И разве не должен чураться сегодня свободный художник всей этой мафии, делящей литературную власть и капитал, нажитые посредством эксплуатации социальных проблем? Разве его призвание по-прежнему не в поиске высших несоциальных смыслов бытия? Разве его миссия по-прежнему не в прокладывании пути от известного к неизвестному? Но такая работа сегодня невозможна без риска остаться незапятнанным.

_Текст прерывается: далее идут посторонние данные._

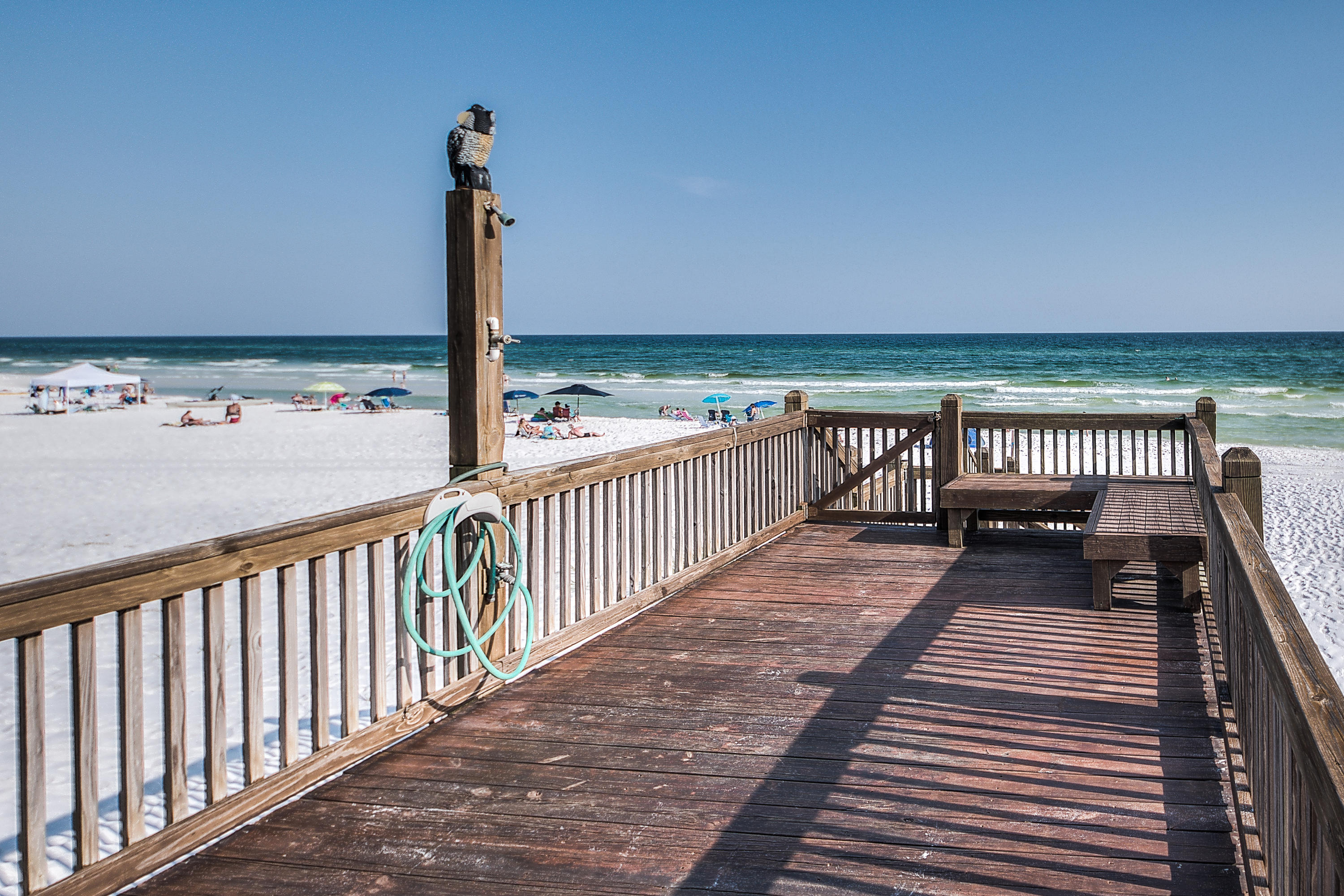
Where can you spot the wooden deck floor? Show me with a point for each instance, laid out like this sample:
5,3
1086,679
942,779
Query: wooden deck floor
849,710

Увы, все нынче озабочено белым на белом, все занято поиском света «истины и добра» справа ли, слева, и так мало той подлинной черноты, что все еще осмеливается язвить сердце так жаждущего власти социального абсолюта. Надменно покоится он в своих торжественных покоях, где старый человек и его социальный бог все по-прежнему выясняют отношения, и тянут назад, а не к другому. Увы, никто не хочет менять правил игры, рисковать и пересекать границы, проговаривать действительно актуальное и потому недозволенное. Ибо Система на страже. Через своих социальных агентов (рецензенты, издатели, редактора) она дозирует дозволенное, уравновешивает правое и левое, кривое и прямое. Но ведь Система и не была бы Системой, если бы она не редактировала протест и не находила бы для него свою форму, удобную и приемлемую социально. А ведь форма эта (напомню, мы говорим о художественных произведениях) должна бы изначально тяготеть к другому. Должна бы быть сама по себе, стоять на своих и только на своих основаниях, искать свои и только свои правила, и сегодня (что становится все более и более явным) – искать в негативном. В нарушении как этики сложившейся социальной нормы, так и в первую очередь эстетики «литературного государства». И не здесь ли истоки того, что надо бы определить как нонконформизм? Определить и очистить от всей этой скорлупы вторичного, что нам навязывается как всего лишь социальный протест. Надо взломать эти вторичности, чтобы освободить само сакральное ядро протеста. Спросить другими словами, спросить на взыскующем языке, в другой, запрещенной социумом тональности.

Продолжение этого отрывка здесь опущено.